Mop Sauce - Let the mop sauce be your creation. Usually they are very simple mixtures that you mop onto your meat as it cooks to help keep it moist. You can "cook" your mop sauce first and then mop it on as you go, or you can simply spray the mixture on with a plastic bottle. An example of a cooked mop sauce might contain some of the following: quartered onions, cracked garlic cloves, apple, lemon or lime slices with a base of water or cider vinegar. Heat the mixture up to get all the flavors together and then use a grill mop to apply the liquid only. An uncooked mop sauce may be as simple as a mixture of apple juice and some vinegar. Beer works too, if you have any left. The alcohol will cook off. Remember the idea is to help keep your meat moist, not to over favor it with a ton of other seasonings.
Bread Dip needs to be mixed with olive oil. We suggest 2 teaspoons of
seasonings per cup of oil. You may prefer light olive oil over extra
virgin olive oil or vice versa, your choice.
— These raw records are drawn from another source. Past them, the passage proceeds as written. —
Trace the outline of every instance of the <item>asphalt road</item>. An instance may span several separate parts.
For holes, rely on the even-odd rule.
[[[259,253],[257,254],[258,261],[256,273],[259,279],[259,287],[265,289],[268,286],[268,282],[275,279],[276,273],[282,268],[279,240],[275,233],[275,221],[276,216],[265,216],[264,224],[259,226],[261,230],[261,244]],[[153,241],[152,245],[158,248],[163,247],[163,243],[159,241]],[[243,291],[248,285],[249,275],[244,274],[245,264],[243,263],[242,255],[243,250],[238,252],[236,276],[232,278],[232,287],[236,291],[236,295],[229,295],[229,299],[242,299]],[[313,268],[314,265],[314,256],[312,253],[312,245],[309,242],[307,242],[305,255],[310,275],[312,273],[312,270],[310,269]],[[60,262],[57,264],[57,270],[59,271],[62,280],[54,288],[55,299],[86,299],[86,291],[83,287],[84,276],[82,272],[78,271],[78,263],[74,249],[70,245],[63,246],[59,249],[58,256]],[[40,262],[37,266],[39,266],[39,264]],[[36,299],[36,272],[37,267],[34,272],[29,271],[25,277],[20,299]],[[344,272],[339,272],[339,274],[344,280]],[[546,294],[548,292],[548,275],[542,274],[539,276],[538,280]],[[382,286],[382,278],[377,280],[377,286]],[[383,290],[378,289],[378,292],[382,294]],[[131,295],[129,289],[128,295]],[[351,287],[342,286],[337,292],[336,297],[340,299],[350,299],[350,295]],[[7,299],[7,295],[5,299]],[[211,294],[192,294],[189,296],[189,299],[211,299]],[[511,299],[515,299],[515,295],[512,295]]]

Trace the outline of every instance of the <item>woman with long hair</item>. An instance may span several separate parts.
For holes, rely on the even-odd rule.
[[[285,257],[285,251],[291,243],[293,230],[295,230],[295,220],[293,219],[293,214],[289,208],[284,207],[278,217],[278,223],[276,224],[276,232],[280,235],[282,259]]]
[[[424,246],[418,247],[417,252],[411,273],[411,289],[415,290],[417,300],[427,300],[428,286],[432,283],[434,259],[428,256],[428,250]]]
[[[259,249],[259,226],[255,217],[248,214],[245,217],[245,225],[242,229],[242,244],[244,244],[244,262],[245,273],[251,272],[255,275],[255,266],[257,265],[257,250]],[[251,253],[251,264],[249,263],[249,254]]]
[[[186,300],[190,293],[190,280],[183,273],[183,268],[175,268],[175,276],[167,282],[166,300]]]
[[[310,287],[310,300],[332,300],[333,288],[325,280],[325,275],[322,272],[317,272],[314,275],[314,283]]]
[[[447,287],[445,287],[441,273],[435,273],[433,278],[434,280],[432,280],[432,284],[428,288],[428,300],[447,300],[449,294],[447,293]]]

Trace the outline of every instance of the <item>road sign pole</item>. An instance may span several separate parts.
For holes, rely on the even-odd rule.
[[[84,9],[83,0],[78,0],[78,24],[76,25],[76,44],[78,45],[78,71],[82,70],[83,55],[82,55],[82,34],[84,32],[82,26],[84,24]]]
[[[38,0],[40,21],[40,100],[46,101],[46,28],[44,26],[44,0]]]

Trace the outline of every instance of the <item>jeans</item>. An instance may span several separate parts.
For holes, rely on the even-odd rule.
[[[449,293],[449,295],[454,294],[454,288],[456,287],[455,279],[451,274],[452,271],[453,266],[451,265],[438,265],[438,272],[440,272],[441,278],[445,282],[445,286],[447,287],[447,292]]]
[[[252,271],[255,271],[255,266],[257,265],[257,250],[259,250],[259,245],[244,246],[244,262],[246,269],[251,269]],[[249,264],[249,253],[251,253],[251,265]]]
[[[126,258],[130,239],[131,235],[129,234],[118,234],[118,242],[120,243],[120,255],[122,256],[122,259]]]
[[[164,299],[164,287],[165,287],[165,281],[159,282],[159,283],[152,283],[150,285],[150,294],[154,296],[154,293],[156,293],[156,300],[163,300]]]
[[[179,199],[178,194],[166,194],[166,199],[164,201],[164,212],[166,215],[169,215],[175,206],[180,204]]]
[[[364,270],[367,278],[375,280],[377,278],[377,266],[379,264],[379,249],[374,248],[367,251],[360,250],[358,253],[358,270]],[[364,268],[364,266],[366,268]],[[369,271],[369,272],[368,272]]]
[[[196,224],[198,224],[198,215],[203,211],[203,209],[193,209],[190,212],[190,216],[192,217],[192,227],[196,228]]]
If you have an oil bottle
with a spout on it you can mix the seasoning and pour it into the bottle
to be used as needed. You may need a small funnel to pour the seasonings or
mixture into the bottle. You won't want to spill a drop.
Shake the bottle vigorously before using as settling of the spices will occur. It can be served at room temperature in a small dipping bowl. We prefer the bread to be warm, though. Use any kind of bread you like. If you like the bread, you'll love it soaked with our Bread Dip.